Le droit étant par conséquent d'essence sécuritaire, il paraît légitime de s'interroger, comme le faisait déjà le Professeur Boulouis dans un très pertinent article paru en 1987 1, sur le caractère quelque peu tautologique que pourrait revêtir l'usage, pourtant fréquent, que fait la Cour de justice des Communautés européennes du " principe de sécurité juridique ". Chargée de veiller au respect du droit dans l'application des traités communautaires, la Cour est, de ce fait même, investie d'une mission de sécurisation des relations juridiques fondées sur ces traités. Que peut-elle donc faire qui ne soit issu d'une recherche de la sécurité et quelle est par conséquent la fonction opérante du recours à ce principe aussi fondamental que difficile à cerner? Telles sont les questions auxquelles nous voudrions ici, à notre tour, apporter quelques éléments de réponse.

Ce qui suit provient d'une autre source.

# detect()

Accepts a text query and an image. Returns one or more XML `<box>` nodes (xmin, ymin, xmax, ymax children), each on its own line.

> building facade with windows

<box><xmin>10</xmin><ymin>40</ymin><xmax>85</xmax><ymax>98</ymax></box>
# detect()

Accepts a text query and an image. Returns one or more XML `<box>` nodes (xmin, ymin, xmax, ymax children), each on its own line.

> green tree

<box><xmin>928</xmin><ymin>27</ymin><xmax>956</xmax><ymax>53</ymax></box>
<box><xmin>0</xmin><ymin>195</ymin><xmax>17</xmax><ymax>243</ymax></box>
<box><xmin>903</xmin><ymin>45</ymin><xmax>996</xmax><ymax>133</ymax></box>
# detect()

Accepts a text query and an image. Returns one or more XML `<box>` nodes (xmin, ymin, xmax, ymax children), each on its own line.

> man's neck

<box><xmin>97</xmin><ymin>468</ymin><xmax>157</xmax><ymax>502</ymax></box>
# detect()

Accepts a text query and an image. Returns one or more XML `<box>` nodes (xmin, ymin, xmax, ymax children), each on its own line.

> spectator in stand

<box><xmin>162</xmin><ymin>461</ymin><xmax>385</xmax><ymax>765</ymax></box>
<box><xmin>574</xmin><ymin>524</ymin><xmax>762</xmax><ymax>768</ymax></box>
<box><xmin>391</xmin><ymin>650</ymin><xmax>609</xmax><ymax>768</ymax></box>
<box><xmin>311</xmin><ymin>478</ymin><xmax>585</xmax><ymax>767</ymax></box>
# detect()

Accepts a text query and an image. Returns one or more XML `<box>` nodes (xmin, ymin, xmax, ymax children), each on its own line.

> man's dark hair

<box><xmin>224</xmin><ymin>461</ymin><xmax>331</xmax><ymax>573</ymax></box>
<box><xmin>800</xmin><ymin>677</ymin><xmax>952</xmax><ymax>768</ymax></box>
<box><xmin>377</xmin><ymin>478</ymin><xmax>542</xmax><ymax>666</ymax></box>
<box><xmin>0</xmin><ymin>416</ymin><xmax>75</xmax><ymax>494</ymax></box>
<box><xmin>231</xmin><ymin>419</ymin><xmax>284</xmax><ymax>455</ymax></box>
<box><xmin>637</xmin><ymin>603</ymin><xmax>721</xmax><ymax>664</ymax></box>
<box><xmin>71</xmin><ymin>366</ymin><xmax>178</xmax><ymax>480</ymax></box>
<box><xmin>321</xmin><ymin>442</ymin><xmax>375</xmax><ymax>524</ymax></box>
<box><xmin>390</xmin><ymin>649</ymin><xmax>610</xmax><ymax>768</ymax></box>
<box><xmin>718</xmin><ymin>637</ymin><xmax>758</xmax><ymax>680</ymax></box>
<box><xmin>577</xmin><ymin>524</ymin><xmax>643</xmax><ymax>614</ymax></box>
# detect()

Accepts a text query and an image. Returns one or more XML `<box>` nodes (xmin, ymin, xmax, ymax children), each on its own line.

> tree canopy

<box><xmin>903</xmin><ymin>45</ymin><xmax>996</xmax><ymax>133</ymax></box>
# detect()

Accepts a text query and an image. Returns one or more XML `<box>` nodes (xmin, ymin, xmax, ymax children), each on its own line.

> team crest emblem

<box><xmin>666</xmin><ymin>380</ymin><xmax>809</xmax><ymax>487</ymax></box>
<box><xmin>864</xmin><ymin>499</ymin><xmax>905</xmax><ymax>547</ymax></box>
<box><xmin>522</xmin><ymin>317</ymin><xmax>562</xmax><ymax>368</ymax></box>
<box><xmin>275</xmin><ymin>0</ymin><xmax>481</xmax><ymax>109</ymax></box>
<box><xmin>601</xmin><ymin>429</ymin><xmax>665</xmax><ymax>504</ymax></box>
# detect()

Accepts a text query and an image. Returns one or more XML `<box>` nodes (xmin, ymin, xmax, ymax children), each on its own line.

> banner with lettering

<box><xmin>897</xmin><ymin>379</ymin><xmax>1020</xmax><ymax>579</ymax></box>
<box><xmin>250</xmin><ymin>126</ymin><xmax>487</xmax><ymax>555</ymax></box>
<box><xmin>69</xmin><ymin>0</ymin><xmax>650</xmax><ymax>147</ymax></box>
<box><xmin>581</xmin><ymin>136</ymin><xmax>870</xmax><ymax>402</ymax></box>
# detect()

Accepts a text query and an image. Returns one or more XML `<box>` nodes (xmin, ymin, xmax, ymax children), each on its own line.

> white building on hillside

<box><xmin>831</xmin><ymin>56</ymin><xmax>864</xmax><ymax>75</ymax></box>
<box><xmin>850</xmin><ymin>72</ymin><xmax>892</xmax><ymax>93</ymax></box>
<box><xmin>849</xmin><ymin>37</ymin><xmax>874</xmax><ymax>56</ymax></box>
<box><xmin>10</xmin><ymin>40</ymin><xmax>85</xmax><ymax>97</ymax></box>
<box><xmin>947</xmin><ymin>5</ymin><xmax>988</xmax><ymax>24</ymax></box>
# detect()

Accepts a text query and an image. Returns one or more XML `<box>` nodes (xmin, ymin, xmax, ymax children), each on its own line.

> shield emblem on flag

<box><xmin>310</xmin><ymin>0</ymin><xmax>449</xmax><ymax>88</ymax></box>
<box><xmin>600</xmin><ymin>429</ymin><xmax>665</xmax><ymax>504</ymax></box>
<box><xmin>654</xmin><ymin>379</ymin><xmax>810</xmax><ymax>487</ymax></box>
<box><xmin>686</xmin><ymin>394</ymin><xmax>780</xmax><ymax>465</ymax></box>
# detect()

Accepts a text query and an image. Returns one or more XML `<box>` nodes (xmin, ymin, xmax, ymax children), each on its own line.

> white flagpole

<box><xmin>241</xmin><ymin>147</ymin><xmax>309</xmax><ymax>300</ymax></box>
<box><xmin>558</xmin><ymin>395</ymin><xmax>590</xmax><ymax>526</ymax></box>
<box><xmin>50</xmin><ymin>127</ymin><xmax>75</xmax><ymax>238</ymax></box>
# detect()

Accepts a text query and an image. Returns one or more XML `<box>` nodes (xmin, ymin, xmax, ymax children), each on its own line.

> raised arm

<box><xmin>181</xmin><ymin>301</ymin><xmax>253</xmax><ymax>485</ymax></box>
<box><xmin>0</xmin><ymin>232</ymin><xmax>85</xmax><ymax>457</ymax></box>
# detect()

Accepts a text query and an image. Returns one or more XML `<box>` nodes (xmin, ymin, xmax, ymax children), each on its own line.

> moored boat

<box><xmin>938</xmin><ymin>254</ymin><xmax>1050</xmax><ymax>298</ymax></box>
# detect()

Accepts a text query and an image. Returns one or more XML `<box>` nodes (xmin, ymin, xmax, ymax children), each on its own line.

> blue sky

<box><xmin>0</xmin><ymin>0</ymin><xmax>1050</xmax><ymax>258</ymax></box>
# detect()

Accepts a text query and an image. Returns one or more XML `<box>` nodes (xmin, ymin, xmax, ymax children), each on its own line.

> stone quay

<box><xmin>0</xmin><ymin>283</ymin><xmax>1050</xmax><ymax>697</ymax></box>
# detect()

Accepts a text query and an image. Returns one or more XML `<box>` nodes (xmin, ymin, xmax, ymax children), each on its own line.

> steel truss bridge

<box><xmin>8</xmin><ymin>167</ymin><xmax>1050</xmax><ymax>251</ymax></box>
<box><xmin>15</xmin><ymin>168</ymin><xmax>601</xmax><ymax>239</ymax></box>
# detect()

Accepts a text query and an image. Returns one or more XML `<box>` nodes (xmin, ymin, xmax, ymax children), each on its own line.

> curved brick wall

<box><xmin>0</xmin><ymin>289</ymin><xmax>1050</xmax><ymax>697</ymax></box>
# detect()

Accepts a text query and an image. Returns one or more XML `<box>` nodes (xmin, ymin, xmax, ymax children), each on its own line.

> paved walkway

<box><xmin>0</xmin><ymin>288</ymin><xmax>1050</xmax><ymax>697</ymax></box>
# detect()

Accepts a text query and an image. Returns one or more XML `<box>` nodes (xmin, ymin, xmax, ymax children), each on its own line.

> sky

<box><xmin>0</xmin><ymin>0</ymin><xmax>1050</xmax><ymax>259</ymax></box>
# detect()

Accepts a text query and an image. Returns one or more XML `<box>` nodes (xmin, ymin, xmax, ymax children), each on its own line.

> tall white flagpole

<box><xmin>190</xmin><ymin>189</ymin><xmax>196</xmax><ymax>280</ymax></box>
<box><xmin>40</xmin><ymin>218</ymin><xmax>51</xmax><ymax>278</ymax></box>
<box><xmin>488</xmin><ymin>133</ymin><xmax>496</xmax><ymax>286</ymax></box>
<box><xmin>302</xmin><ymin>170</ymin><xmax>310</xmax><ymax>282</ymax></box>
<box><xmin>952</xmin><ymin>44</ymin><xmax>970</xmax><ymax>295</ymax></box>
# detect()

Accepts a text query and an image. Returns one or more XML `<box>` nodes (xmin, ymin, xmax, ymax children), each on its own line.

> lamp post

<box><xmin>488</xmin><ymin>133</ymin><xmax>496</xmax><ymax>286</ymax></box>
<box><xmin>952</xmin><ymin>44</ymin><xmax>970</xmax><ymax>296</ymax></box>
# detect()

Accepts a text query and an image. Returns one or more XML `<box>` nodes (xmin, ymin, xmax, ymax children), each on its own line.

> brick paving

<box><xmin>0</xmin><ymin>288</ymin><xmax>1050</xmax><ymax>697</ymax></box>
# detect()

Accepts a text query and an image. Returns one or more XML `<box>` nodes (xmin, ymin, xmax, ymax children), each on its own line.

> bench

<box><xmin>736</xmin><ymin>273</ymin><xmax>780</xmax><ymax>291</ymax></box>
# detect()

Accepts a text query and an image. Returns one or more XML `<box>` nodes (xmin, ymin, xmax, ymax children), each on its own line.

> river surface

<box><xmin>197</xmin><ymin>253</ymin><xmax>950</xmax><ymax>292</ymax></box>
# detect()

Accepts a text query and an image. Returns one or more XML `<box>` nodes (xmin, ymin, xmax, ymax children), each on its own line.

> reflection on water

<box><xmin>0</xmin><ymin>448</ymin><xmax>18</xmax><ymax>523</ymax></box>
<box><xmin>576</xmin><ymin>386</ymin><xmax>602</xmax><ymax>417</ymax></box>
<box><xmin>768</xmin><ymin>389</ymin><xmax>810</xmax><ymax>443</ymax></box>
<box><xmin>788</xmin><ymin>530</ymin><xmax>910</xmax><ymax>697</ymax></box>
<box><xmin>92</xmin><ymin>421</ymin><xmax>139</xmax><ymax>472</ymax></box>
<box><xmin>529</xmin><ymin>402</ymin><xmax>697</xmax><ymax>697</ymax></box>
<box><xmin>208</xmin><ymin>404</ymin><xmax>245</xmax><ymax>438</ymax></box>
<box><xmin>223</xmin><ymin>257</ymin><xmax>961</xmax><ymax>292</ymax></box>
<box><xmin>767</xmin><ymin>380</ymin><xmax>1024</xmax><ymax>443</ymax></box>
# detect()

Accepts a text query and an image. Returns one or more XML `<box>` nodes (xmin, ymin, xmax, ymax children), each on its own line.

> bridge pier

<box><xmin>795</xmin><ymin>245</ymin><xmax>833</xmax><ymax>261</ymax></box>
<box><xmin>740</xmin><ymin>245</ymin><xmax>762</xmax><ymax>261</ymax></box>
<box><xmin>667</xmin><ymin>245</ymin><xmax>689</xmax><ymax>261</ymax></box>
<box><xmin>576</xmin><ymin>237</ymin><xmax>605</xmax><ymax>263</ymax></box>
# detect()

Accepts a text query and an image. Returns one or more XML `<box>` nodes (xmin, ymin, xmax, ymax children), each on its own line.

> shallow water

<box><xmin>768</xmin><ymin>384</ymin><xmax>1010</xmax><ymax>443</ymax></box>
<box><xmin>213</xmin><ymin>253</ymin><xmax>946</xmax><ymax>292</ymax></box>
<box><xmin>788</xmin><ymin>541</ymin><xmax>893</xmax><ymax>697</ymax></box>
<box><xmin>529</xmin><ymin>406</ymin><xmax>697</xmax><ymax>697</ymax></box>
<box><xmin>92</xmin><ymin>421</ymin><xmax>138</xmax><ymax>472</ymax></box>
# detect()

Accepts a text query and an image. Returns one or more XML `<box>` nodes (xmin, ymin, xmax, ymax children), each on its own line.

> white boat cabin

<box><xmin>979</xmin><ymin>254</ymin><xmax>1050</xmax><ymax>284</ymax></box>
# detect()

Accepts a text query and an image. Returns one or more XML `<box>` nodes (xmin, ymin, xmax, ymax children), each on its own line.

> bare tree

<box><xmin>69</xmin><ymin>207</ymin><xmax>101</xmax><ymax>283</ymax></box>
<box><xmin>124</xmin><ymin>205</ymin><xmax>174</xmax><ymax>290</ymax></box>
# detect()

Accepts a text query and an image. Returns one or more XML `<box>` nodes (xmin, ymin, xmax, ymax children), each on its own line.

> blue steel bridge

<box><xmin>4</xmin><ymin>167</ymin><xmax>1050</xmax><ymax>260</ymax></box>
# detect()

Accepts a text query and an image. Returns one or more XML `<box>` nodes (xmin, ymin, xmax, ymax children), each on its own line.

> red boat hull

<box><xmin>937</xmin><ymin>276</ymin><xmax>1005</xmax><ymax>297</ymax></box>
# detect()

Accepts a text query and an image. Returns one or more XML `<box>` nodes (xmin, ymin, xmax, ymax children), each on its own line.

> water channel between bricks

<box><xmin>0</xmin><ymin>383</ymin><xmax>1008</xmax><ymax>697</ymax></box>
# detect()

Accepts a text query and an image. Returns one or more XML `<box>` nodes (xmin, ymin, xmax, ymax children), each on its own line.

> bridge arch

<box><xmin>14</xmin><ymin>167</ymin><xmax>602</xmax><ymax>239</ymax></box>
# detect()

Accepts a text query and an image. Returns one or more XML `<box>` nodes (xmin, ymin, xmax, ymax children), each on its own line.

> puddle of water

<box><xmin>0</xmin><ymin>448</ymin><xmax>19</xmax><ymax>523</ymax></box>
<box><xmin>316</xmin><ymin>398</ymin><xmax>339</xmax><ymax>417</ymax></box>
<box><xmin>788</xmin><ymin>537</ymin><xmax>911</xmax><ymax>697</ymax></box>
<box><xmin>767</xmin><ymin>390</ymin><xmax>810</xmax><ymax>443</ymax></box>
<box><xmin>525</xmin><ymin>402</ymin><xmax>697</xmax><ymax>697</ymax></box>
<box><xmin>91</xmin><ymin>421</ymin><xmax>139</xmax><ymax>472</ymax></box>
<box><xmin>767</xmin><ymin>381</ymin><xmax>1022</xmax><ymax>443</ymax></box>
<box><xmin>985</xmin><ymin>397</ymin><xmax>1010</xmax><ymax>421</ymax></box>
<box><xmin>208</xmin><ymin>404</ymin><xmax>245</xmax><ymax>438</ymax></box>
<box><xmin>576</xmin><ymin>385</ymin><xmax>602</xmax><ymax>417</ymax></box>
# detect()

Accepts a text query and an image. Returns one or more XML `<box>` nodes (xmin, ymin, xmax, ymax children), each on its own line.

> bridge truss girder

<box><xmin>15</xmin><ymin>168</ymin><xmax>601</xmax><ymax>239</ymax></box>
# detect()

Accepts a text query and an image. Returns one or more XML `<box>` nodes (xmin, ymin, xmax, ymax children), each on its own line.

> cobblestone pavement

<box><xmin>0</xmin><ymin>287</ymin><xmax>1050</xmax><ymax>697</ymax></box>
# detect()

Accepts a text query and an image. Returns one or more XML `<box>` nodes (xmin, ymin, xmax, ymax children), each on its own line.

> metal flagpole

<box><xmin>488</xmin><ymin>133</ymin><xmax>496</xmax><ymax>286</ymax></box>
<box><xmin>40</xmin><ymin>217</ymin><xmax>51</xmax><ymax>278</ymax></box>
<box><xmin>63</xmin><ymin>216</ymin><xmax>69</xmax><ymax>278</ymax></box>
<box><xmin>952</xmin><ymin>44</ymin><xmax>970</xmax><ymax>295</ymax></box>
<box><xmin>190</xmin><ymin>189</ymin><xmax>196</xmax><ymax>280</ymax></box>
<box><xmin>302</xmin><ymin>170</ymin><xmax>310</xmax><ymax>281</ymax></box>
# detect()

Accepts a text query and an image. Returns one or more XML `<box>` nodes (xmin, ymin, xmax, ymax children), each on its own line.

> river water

Il suffit de consulter les bases de données jurisprudentielles pour constater que le nombre de références dans les arrêts de la Cour à la sécurité juridique, dont le Professeur Boulouis avait relevé 64 exemples de 1967 à 1982, s'est considérablement accru depuis lors, surtout si l'on y ajoute les décisions du Tribunal de première instance, et que la progression ne fait que s'accentuer jusqu'à aujourd'hui, sans que la portée du principe soit pour autant beaucoup mieux définie.

L'approche statistique n'a toutefois pas grand intérêt, puisque les auteurs des recours articulent leurs moyens en tenant compte de la jurisprudence passée et préfèrent souvent ne rien omettre, ne serait-ce que pour faire bonne mesure. Il y a donc un phénomène que l'on pourrait qualifier d'" auto-inflationniste "; le fait que des arrêts mentionnent l'existence de moyens tirés de violations de la sécurité juridique ne révèle en lui-même aucun intérêt ni aucun dédain particulier de la part du juge envers un élément qui fait simplement partie du contenu de sa saisine et qui se retrouve dans sa décision à ce titre. Le rejet répété, même sur le fond, de moyens de routine relatifs aux exigences de sécurité juridique ne suffit pas à faire de celles-ci une composante clé de l'ordre juridique communautaire. Elles le sont pourtant; mais c'est d'une autre manière qu'il convient de le constater.

Nous commencerons par préciser les raisons pour lesquelles la spécificité de la construction communautaire et le rôle particulier que joue la Cour dans ce système rendent nécessaire une attention précise aux exigences de la sécurité de la règle. Nous décrirons ensuite certaines des modalités selon lesquelles s'exprime le principe - dont la plus connue est la confiance légitime. Nous évoquerons enfin les limites de cette approche et les perspectives qu'il paraît raisonnable de lui prêter.

I. La sécurité juridique comme nécessité impérative de l'ordre communautaire

La sécurité juridique existe comme principe autonome du droit constitutionnel de certains États membres, en particulier de l'Allemagne dont la Cour constitutionnelle déduit de ce principe des exigences de stabilité de l'ordre juridique et de prévisibilité de l'action de l'État. Elle existe évidemment aussi, sous forme plus diffuse ou plus répartie entre ses composantes, dans la jurisprudence des cours des autres États membres. Mais sa fonction est différente dans un ordre juridique national ayant vocation à la permanence et reposant sur une tradition établie et dans l'ordre juridique communautaire, qui est un ordre d'intégration entre des systèmes disparates, qui est d'essence évolutive, donc à contenu variable en termes de substance comme de procédures, et dans lequel la Cour de justice doit tant bien que mal faire office de vigie, de garde-fou, de stabilisateur et de dispositif " anti-retour ".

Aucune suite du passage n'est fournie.